急性胃腸炎が過敏性腸症候群の原因になることもある!

<参考記事>※ストレスと腸内環境の関係はこちらで解説しています。
ストレスに注意!精神的ストレスは腸内環境を悪化させる



3.過敏性腸症候群の対策


このように多くの人を悩ませている過敏性腸症候群ですが、さまざまな対策が考えられています。

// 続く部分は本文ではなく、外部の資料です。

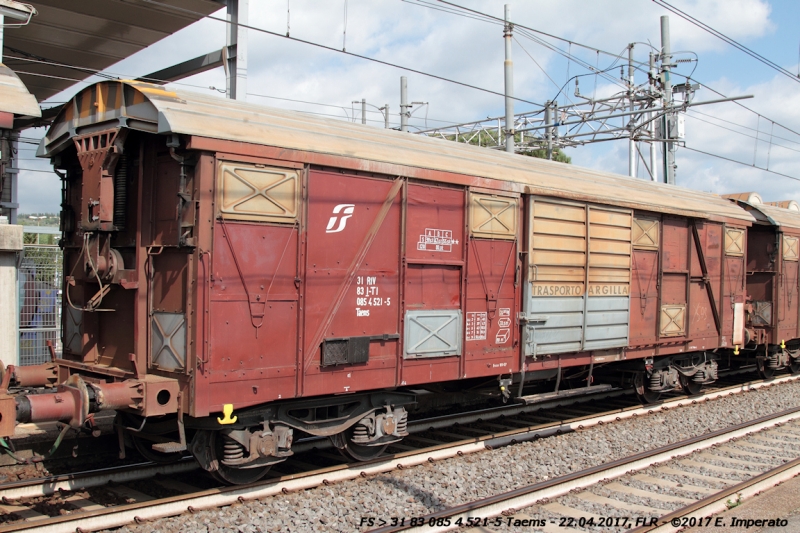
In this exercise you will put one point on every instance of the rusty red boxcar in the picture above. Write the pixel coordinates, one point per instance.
(236, 274)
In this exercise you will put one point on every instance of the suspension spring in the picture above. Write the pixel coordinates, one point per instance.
(232, 450)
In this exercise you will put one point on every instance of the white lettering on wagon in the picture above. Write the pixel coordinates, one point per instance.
(436, 240)
(368, 295)
(476, 326)
(341, 213)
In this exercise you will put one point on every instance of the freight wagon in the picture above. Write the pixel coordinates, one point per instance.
(236, 276)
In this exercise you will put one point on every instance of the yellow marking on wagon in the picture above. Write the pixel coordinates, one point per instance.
(227, 410)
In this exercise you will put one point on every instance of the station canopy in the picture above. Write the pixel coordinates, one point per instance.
(93, 34)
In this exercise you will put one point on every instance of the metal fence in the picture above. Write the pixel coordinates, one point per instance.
(39, 303)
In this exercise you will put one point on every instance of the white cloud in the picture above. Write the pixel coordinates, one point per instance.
(472, 51)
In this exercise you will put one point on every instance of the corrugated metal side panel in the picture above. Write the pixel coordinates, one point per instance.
(607, 322)
(608, 297)
(557, 276)
(563, 330)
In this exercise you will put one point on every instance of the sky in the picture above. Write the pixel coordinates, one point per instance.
(419, 35)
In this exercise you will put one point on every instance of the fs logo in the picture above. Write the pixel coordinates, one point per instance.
(341, 213)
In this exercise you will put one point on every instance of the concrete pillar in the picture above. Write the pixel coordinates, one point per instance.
(10, 248)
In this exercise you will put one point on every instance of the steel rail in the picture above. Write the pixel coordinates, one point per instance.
(220, 497)
(531, 494)
(76, 481)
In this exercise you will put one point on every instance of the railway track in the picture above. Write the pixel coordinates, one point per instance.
(663, 490)
(118, 500)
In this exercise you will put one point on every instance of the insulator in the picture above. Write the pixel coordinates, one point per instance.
(232, 450)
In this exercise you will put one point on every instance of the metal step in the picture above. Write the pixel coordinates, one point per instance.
(169, 447)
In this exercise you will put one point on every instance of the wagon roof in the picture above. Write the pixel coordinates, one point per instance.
(152, 108)
(14, 96)
(776, 216)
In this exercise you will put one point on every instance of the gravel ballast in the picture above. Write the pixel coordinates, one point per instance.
(416, 492)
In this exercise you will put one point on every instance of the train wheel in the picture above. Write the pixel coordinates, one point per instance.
(764, 371)
(645, 395)
(690, 387)
(359, 452)
(223, 447)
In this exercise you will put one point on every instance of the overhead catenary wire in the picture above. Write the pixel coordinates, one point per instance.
(742, 133)
(639, 65)
(716, 33)
(741, 163)
(332, 49)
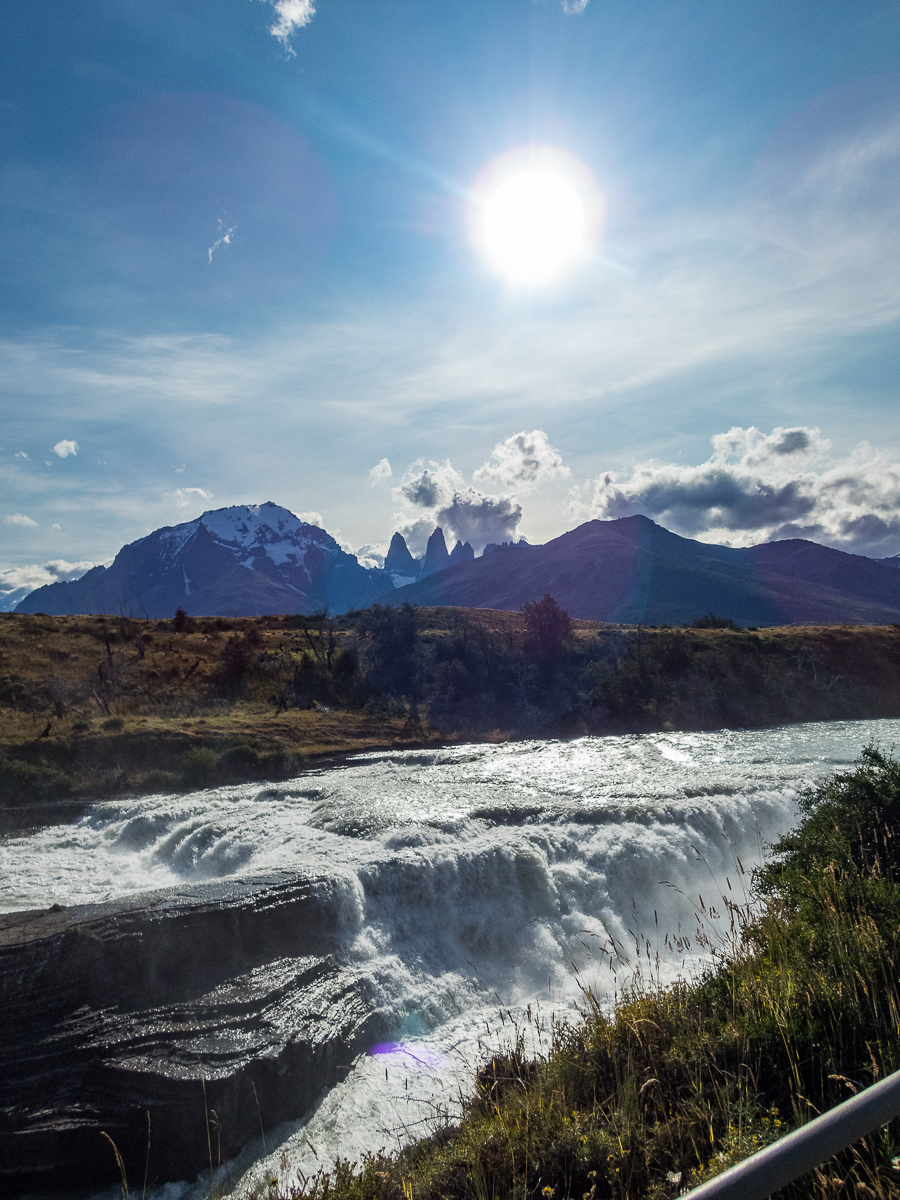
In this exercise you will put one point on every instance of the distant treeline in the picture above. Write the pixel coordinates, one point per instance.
(93, 705)
(544, 675)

その中でも大事なのが「ストレスの軽減」と「低FODMAP(フォドマップ)食」です。


3-1.ストレスの軽減

過敏性腸症候群の主な原因はストレスなので、日常生活ではできるだけストレスを減らす必要があります。

そのためのポイントとして以下のようなものがあります。
  • 夜はゆっくりお風呂につかってリラックスする
  • ベッドに入る直前にPCやスマホを触らない
  • 夜更かししない
  • 6時間以上の睡眠時間を確保した上で早寝早起きする
また医療機関を受診すれば、抗不安薬や抗うつ薬などが処方されることもあります。その場合は医師の指示に従って服用するようにしましょう。


3-2.低FODMAP(フォドマップ)食

過敏性腸症候群の人に推奨されているのが「低FODMAP食」という食事です。簡単に言うと「発酵しやすい糖質を避けた食事」のことです。

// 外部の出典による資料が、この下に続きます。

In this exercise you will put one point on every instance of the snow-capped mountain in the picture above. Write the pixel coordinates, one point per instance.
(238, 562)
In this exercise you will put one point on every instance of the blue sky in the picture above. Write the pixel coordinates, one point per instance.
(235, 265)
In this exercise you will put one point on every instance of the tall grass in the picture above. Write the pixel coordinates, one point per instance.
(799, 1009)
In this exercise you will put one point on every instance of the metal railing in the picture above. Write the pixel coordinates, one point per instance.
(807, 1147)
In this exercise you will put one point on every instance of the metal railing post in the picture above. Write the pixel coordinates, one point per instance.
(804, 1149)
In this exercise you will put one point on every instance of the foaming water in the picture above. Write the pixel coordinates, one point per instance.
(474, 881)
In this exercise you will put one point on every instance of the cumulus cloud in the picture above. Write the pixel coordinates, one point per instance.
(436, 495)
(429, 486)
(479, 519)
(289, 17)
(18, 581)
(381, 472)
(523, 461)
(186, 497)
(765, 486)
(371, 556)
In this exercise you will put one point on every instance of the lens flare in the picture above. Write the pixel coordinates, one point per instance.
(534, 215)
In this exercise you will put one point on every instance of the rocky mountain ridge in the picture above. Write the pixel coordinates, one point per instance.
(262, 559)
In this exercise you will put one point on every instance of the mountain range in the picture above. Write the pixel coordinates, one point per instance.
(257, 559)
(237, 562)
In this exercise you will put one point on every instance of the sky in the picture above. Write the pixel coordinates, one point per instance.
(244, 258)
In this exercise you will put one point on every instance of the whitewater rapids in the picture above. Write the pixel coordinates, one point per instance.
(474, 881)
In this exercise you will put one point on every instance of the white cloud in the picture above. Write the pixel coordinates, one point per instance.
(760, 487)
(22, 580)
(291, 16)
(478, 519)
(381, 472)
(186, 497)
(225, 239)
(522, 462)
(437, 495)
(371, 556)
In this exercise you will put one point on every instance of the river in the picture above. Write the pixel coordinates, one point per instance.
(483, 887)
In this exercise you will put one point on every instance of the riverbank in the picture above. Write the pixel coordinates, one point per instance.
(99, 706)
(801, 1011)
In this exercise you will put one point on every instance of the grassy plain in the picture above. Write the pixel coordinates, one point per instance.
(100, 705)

FODMAPは、 Fermentable(発酵性の) Oligosaccharides(オリゴ糖) Disaccharides(二糖類) Monosaccharides(単糖類) And  Polyols(ポリオール) の略


例えば「オリゴ糖」は小腸で消化・吸収されにくく、大腸まで到達しやすい性質があります。そのため、大腸内で発酵されてガスを発生し、お腹の不快感につながることがあります。オリゴ糖は一般的には腸によい糖質とされていますが、過敏性腸症候群の人にとっては不快な症状の原因になり得るのです。

「低FODMAP食」とはいっても何を食べればよいかわからない人も多いと思うので、低FODMAP食の基本となる食材を紹介しておきます。


日本における低FODMAP食の基本(原案)
(参照:宇野コラム


これは、日本における低FODMAP食の第一人者である医師・宇野良治氏がまとめた低FODMAP食の基本食材です。この他にも、FODMAPアプリというアプリが開発されているので、それを利用して食材を選んでもよいと思います。

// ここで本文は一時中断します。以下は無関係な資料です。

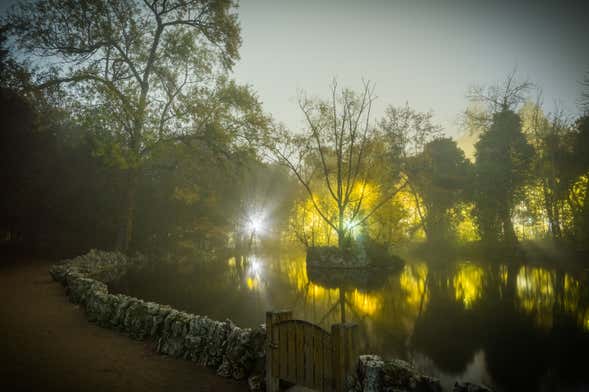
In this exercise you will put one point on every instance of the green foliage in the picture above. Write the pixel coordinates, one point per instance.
(503, 159)
(442, 176)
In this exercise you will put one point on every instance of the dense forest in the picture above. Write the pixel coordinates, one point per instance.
(144, 143)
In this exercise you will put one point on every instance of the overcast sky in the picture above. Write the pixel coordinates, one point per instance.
(426, 53)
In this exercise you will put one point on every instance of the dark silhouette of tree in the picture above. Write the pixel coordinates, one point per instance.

低FODMAP食は継続するのが難しいという難点がありますが、日本消化器病学会でも推奨されている食事なので一度試してみるとよいでしょう。

<参考記事>
低FODMAP(フォドマップ)食は過敏性腸症候群の症状を軽くする!



4.まとめ

  • 便秘と下痢を繰り返すときは「混合型」の過敏性腸症候群の可能性がある。
  • 過敏性腸症候群の主な原因はストレスである。
  • 過敏性腸症候群の対策としては、「ストレスの軽減」「低FODMAP食」などがある。
  • 低FODMAP食は継続するのが難しいという難点はあるが、日本消化器病学会でも推奨されている食事なので一度試してみるとよい。
今回は便秘と下痢を繰り返すタイプ(混合型)の過敏性腸症候群について解説してきました。過敏性腸症候群にはストレス解消や食事の工夫などが対策になるので、もし該当する場合は日々の生活に取り入れることを検討してみてください。